The decision by Whitaker, known for making comments critical of Special Counsel Robert Mueller’s Russia probe before being appointed last month by President Donald Trump, was conveyed in a letter to congressional leaders by Assistant Attorney General Stephen Boyd.
Boyd said in the three-page letter department ethics officials determined that Whitaker lacked any personal, political or business conflicts that would disqualify him from supervision of Mueller’s investigation.
Ethics officials concluded, however, that if their recommendation were sought “they would advise that the acting attorney general should recuse himself” because “a reasonable person with knowledge of the relevant facts likely would question” Whitaker’s impartiality, Boyd wrote.
Boyd said the “appearance-of-impartiality” test in Whitaker’s case was deemed a “close call” in which “credible arguments could be made either way,” a finding he said Whitaker cited in his decision to retain his discretion to oversee the Mueller investigation.

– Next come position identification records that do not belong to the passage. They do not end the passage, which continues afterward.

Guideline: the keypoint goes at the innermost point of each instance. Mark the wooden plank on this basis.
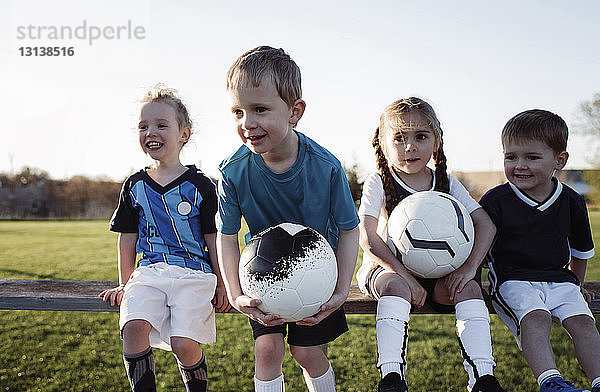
(17, 294)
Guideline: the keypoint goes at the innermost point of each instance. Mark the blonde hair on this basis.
(537, 124)
(169, 96)
(391, 118)
(262, 62)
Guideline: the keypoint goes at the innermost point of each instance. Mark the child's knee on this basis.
(307, 356)
(472, 290)
(393, 284)
(580, 324)
(185, 349)
(269, 349)
(136, 328)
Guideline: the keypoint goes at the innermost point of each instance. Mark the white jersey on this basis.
(372, 203)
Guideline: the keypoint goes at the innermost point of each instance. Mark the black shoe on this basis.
(392, 382)
(487, 383)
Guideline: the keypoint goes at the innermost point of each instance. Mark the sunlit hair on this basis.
(251, 69)
(537, 124)
(169, 96)
(392, 119)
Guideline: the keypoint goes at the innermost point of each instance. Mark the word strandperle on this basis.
(81, 32)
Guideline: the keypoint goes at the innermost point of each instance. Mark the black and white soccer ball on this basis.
(291, 268)
(432, 233)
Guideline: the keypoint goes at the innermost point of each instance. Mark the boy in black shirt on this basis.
(541, 249)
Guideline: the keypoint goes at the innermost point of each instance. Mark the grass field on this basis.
(81, 351)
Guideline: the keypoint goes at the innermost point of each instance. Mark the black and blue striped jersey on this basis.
(170, 220)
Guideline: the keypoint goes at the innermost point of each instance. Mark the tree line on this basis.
(32, 194)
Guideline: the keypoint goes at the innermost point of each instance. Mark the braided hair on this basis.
(391, 118)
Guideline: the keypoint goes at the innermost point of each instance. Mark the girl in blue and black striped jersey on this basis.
(166, 213)
(408, 137)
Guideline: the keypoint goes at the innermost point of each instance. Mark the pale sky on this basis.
(477, 62)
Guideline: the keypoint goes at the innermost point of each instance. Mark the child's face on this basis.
(263, 120)
(410, 148)
(530, 165)
(160, 135)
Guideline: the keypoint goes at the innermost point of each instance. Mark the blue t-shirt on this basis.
(313, 192)
(170, 220)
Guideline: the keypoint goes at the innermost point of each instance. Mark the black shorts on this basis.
(305, 336)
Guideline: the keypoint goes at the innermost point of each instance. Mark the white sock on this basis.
(547, 374)
(473, 330)
(392, 334)
(323, 383)
(274, 385)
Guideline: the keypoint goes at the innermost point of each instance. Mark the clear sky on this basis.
(477, 62)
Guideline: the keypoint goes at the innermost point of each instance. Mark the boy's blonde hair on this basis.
(537, 124)
(255, 65)
(169, 96)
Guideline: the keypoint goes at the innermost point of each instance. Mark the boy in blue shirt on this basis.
(280, 175)
(541, 249)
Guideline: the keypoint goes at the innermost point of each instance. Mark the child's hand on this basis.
(458, 279)
(587, 295)
(249, 306)
(325, 310)
(114, 295)
(220, 300)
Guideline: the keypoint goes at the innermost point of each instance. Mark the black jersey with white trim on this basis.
(535, 240)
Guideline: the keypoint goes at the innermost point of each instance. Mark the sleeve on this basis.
(208, 207)
(461, 194)
(373, 196)
(580, 238)
(125, 219)
(228, 220)
(341, 203)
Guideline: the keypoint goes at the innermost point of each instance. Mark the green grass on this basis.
(81, 351)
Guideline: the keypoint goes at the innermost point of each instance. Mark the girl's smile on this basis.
(160, 135)
(410, 147)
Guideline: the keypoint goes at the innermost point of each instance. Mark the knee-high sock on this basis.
(194, 377)
(392, 334)
(140, 370)
(474, 338)
(323, 383)
(275, 385)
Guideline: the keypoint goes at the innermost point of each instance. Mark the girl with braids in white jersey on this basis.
(408, 136)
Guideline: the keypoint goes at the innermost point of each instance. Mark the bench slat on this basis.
(77, 295)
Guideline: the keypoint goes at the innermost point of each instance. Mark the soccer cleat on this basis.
(559, 384)
(487, 383)
(392, 382)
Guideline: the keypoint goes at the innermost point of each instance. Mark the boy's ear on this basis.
(297, 111)
(561, 160)
(186, 132)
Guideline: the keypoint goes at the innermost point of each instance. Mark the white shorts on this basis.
(176, 301)
(561, 300)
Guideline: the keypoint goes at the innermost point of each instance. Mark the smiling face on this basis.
(160, 135)
(530, 165)
(409, 148)
(263, 120)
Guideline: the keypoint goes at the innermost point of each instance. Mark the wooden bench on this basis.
(16, 294)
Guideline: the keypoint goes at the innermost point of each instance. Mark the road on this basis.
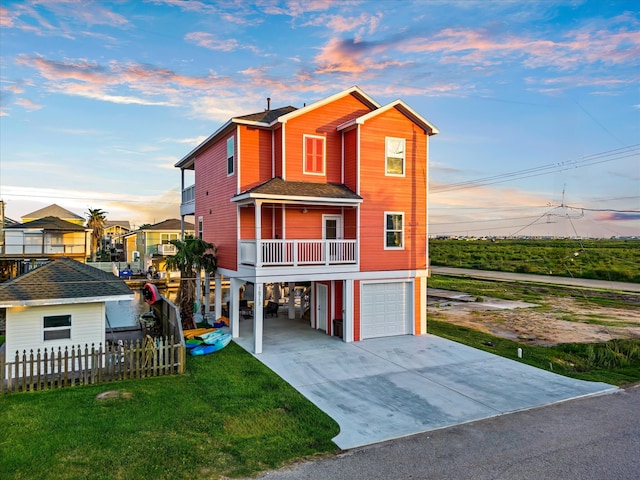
(593, 438)
(524, 277)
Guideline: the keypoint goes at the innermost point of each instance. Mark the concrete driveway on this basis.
(386, 388)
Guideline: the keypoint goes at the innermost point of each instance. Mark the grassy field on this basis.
(228, 416)
(616, 362)
(613, 260)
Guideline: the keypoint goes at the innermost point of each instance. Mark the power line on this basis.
(594, 159)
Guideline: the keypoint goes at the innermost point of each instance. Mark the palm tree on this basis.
(192, 256)
(96, 219)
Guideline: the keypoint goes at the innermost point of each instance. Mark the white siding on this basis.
(25, 327)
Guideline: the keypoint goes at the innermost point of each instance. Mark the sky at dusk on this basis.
(537, 103)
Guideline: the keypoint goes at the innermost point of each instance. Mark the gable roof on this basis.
(269, 118)
(354, 91)
(403, 108)
(118, 223)
(305, 192)
(63, 281)
(54, 211)
(49, 223)
(169, 224)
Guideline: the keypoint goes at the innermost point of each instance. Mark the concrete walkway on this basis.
(386, 388)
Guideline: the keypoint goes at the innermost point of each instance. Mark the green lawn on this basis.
(229, 415)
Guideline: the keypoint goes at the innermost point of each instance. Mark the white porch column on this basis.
(258, 321)
(217, 300)
(258, 221)
(347, 320)
(234, 307)
(198, 295)
(207, 295)
(422, 302)
(292, 301)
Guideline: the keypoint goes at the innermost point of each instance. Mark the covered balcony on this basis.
(298, 224)
(265, 253)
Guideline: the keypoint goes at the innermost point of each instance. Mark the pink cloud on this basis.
(617, 217)
(111, 82)
(348, 56)
(28, 104)
(211, 42)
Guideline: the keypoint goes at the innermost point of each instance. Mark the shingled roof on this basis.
(54, 211)
(50, 223)
(169, 224)
(63, 281)
(277, 187)
(268, 116)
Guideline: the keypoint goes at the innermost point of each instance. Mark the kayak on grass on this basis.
(219, 343)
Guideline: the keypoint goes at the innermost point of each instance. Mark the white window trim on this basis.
(230, 140)
(384, 239)
(56, 329)
(200, 227)
(304, 155)
(386, 157)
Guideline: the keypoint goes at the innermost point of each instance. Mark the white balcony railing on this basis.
(265, 253)
(166, 249)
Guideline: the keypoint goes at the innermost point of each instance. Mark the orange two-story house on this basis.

“The ultimate decision about whether or not to recuse from a matter in a case such as this rests with the acting attorney general,” Boyd said.
The letter, obtained by Reuters, was addressed to the top Republican in the U.S. House of Representatives, Speaker Paul Ryan, and House Democratic leader Nancy Pelosi.

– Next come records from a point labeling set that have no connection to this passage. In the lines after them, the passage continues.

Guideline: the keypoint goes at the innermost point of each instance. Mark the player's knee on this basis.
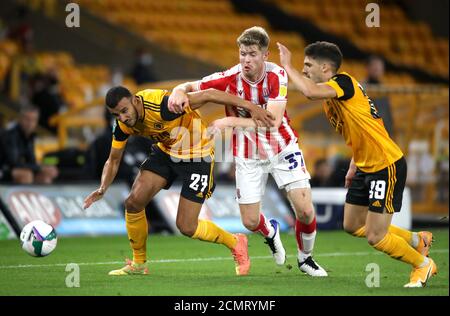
(250, 223)
(186, 229)
(349, 228)
(305, 214)
(374, 238)
(132, 206)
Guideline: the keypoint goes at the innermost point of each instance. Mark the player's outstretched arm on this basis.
(199, 98)
(178, 100)
(309, 88)
(109, 173)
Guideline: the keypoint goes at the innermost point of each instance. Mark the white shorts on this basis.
(288, 167)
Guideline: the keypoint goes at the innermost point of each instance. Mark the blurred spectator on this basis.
(20, 29)
(375, 74)
(142, 71)
(46, 96)
(421, 171)
(17, 151)
(115, 79)
(3, 30)
(442, 181)
(322, 173)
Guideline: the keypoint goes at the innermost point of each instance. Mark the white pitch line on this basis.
(330, 254)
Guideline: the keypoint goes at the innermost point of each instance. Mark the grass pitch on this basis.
(180, 266)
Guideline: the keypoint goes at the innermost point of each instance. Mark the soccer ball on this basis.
(38, 238)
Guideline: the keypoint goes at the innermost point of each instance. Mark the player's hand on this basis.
(285, 56)
(93, 197)
(350, 174)
(219, 125)
(177, 101)
(261, 116)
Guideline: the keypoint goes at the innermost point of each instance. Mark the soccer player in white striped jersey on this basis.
(259, 151)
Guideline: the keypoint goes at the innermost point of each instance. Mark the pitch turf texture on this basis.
(180, 266)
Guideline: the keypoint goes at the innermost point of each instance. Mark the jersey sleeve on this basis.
(278, 85)
(120, 136)
(218, 80)
(343, 86)
(166, 115)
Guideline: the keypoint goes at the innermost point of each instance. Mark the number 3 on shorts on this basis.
(196, 178)
(377, 189)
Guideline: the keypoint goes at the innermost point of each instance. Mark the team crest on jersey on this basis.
(158, 126)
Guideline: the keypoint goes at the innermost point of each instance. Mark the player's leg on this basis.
(289, 171)
(154, 175)
(299, 195)
(198, 185)
(354, 224)
(385, 198)
(144, 188)
(251, 179)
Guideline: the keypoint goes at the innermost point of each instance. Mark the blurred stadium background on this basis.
(144, 44)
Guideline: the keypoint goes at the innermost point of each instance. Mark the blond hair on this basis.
(255, 35)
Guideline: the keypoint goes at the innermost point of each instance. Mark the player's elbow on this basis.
(311, 94)
(209, 95)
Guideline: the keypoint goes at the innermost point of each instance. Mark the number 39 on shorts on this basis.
(377, 189)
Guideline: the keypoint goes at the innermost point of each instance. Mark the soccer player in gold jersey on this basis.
(183, 150)
(377, 173)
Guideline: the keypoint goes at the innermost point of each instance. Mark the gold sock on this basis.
(208, 231)
(400, 232)
(399, 249)
(360, 232)
(137, 228)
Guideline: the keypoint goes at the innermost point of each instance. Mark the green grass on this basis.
(344, 257)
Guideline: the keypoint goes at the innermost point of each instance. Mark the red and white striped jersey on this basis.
(272, 86)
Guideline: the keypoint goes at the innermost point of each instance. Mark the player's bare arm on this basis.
(311, 90)
(109, 173)
(178, 99)
(199, 98)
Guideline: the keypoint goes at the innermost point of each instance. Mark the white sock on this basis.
(424, 263)
(415, 240)
(308, 245)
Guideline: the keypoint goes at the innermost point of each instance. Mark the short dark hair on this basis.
(325, 50)
(255, 35)
(115, 94)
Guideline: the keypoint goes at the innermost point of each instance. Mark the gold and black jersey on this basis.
(179, 135)
(355, 116)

Mueller’s investigation, which Trump has derided as a “witch hunt,” is also examining whether Trump’s election campaign had colluded with Moscow and any possible obstruction of justice.
The probe has already ensnared Trump’s former campaign manager, former personal lawyer and his former national security adviser. Trump has denied wrongdoing and Moscow has said there was no interference.
The president’s frequent criticism of the probe has raised concerns he may attempt to shut it down, putting a spotlight on the top Justice Department officials overseeing it.
It is unclear how long Whitaker, a former U.S. attorney and conservative commentator, will head the department.
His appointment, immediately following Trump’s ouster of Jeff Sessions as attorney general in November, is under challenge in several court cases contending that the president violated the constitution by installing Whitaker without Senate confirmation.
Trump has already picked former Attorney General William Barr to become the department’s new permanent chief, but the nomination needs to be approved by the Senate.
The top Democrat in the Senate, Chuck Schumer, said on Thursday Barr was unfit to serve given a memo he wrote to the Justice Department arguing that Mueller should not be permitted to look into possible attempts by Trump to obstruct the investigation.
“The president must immediately reconsider and find another nominee who is free of conflicts and will carry out the duties of the office impartially,” Schumer said.